Professor Germaine teaches foreseeability. Dog bites, hair dyes that burn off eyebrows, flammable synthetic polyesters and flannel tottler suits. Egg salmonella, LSD-doctored Caesar salads, foreseeable potholes, motel peep holes, crawfish bloated with cyanine, poisonous steamed crabs, murderous mayonnaise. Her own emaciation is extreme. A man’s watch on her bird arm, the weight of it about to break her wrist. All the female professors weigh 89 pounds. The law is starving them.
No pills for two days. I swallow Vitamin D just to feel them go down. My heart clatters. I sit on the toilet to pee, I am vibrating, my knees knocking, and I have to hold on until it comes, falling out of my body in an unstoppable flood. I shred my red suitcase that once rattled with Talwin, Vicodan, Empirin #3. Sun hangs in sleepy pieces as I pat down the mattress, crawl into the footlocker.
Classic Nawlins Hurricane
On the third day the water in my mouth hurts. My hand shakes to write. I’ve decided to type my law exams, to borrow money from my mother. Into the room of withdrawal my mother calls, her voice comes up from a cistern. “I’ve gotten a typewriter for you. I’ll mail it.” I shout no at her voice. “I found it at Sears. You know they don’t make many typewriters anymore. Everything is computer. It has correct ribbon with automatic erase.” I snarl to let her know I’ve seen a better one in New Orleans, cheaper, but she keeps going. “It has page end indicator, word underline, proportional spacing.” I spit no, reach for my Diet Coke, the swallow hot as Tabasco sauce. Money, money, money. “Send money!” I yell until she whimpers, “I’m human, I’m human too.”

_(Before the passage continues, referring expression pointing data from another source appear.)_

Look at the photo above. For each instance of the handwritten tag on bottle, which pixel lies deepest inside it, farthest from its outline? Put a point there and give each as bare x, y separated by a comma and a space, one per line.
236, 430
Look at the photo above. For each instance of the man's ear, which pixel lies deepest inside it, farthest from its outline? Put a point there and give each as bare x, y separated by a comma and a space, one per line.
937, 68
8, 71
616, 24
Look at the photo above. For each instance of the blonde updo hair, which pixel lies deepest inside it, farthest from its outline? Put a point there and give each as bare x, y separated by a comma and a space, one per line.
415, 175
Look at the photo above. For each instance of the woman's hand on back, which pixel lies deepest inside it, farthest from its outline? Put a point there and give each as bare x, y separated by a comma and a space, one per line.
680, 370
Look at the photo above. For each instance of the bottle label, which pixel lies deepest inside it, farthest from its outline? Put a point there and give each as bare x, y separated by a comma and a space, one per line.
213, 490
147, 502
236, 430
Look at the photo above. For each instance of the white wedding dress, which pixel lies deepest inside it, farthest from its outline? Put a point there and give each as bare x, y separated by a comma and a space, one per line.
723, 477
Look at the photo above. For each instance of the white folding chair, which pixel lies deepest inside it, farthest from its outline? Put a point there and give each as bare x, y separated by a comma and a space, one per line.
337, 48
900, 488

Inside the Maple Leaf, Marsha Ball’s fingers caress and stomp the piano. The bar is a good place to hurt. I need to drink. I want to sit on the rickety cane chair forever, watch mirrors ooze from the wall, my face hidden in a forest of bottles, listening to nicotine-stained conversation. I order a margarita, blue-green rock salt on the lip, I shake out a cigarette, and hope someone treacherous will sit down. Someone does. A black turtleneck, a slit-lip carnation in his lapel, his hand cradles a pool cue. His hair a page of the Round Table, a smirking face. I think of caterpillars who have caught insectpox, how they liquefy into entrails with crystals of pox virus. He tells me his name is Trick or Treat. “What do you want to drink, lady?” Seafood bisque clings to his chin—a Jovan cologne. He taps his wedding ring on the bar. It’s the finger he tries to work under my pantyhose. His hands on my outer thighs are rooms on Dante Street, his half-closed eyes, a sex club on Royal. I laugh at his dungeons and shackles and cattle drive whips. The virus moves on.

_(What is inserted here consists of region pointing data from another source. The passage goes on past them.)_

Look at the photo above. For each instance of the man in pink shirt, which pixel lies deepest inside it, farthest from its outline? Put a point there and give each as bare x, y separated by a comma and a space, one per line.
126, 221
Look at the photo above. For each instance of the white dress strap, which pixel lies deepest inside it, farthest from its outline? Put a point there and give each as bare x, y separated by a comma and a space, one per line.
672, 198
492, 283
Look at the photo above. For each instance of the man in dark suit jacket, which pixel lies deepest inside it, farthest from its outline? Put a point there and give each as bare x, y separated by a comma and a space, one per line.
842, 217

This is the part of New Orleans you don’t see. Meat shops where chickens
are displayed hanging from a single foot. I touch the pig heads and carvings
of intestine and tongue, tripe and taste buds. I wander among grape leaves
flat as pancakes and Peruvian coffee beans, lose myself between barrels
of cumin and sweet paprika. I don’t want to lawyer, I want to become a
fish market, buckets of burning ice and ropy tentacles, lavender freckles,
the white fish and grouper, I want to be huge pectorals with bulging eyes.
From an ancient radio Fats Waller’s—Let’s Be Fair and Square in Love—hovers.